Despite his image also appearing in an international version of the ad, without permission, a few months ago after declining to participate, Squid tells us he took no legal action. This time, he promises to do so.
Adrants reader Ed Misley wrote he just saw the documentary movie, "Enron: The Smartest guys in the room," and noted a prominent Coke product placement he thought quite odd. He writes, "During many scenes of Jeffrey Skilling testifying before congress they digitally edited a Diet Coke can (with the logo prominently facing the camera). Now because of how they cropped the scene, the coke can was almost the size of his head. Now I watch a lot of C-Span and I don't remember a time when I saw anything other than glasses and pitchers of water on the tables of those testifying.
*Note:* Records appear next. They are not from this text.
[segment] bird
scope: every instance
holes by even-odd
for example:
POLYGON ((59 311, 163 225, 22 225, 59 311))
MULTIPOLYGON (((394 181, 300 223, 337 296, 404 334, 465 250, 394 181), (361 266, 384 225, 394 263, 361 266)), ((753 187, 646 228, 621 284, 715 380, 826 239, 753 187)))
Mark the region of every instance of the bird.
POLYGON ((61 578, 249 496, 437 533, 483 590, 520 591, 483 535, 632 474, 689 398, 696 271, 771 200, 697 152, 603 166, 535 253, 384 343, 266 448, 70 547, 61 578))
Why would Coca Cola Crop pay good money to have their product next to the bad guy?"
He continued, commenting upon a second product placement, "I also noticed a more subtle product placement of a water bottle, which I think was "Spring Hill" due to the green label but it was turned in such a way as to not see the label entirely. Was this a ruse to divert attention away from the suspicious coke can? This was during an exchange of words between Barbara Boxers and Jeffrey Skilling. Skilling had the blatant coke and Boxer had the subtle water bottle. The coke can appeared almost every time you saw Skilling testifying. I am not anti-adverting I just can't figure out why this would help either Coca Cola or the filmmakers."
Well, unfortunately, Ed, it's all about the money. While we haven't seen the movie and can't comment directly, we suspect somebody needed money, Coke had money, transaction happened.
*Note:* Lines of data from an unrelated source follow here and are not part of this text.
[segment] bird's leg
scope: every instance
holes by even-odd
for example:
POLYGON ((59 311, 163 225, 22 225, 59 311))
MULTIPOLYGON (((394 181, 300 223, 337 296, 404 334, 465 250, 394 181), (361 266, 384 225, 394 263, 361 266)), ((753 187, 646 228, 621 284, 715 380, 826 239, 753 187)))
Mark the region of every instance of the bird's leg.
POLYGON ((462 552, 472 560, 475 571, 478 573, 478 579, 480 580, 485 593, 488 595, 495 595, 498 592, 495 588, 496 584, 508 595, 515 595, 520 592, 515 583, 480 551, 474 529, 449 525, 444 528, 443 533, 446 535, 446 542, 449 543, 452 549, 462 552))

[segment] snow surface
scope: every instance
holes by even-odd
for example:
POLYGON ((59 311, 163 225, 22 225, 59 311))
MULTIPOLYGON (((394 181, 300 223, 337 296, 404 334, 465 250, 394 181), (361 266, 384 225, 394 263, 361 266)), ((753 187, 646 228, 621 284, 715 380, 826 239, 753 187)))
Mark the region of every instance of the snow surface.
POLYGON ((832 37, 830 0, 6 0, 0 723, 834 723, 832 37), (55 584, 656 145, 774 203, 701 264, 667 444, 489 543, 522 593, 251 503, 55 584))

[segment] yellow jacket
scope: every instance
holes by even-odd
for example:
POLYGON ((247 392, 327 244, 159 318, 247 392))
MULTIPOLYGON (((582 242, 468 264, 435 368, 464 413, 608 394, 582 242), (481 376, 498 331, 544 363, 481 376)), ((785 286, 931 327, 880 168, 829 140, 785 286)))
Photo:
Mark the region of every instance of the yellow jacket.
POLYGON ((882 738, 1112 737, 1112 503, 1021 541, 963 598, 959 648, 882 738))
While we had to fire up dusty old Internet Explorer for it to actually work, IBM, as part of its Rolland Garros sponsorship, is running in interesting Flash expand-o-banner which opens to reveal a customizable tennis player which you can pit against other online players. The scores of the actual tournament are displayed at the lower left of the banner. It was engaging enough to catch out attention which is a rarity. View here. You may have to reload a few times.
A French website promoting TransAtlantys, an undersea train providing eight hour travel between New York and Paris, was launched March 2 by DDB France and is causing a great deal of debate on discussion boards. Very likely, it's another viral marketing hoax. The site, which claims construction will start in June and take 11 years to complete, provides the opportunity for visitors to register for tickets. But, according to French speaking Adrants reader Richard Ollier, when you look at the conditions of the "Register to be the first", you have to claim your price before September 15, 2005 and travel between June 15, 2005 and December 31, 2005. There is mention of another date period between May 23, 3005 and June 2, 2005 but it's unclear what those dates represent. We're sure our French speaking readers will provide comment. Not to mention you folks at DDB France. We know you read us.
While we're no engineer, there is quite a bit of discussion on boards about the practical impossibilities of building such an undertaking and the speeds at which the train would have to travel to make the eight hour journey. Snopes has nothing yet but we're calling this one a hoax and will wait patiently for the true marketing goal behind this to rear it's head.
UPDATE: In comments, Adrants reader Bruno points out the travel site voyages-sncf.com is behind the hoax. A French story on the campaign is here.
Adrants reader JoAnna, who publishes ChefBlog received, on a recent blog post, what she believed to be comment spam from a faux blog set up for Panera bread company. Read the comment on JoAnna's post here. Then, visit the Panera blog, where JoAnna has left a comment of her own on the blog's only post calling the bluff, and decide for yourself. Loyal Panera fan or lame, uninformed blog marketing effort? We're leaning toward the latter. It just wreaks.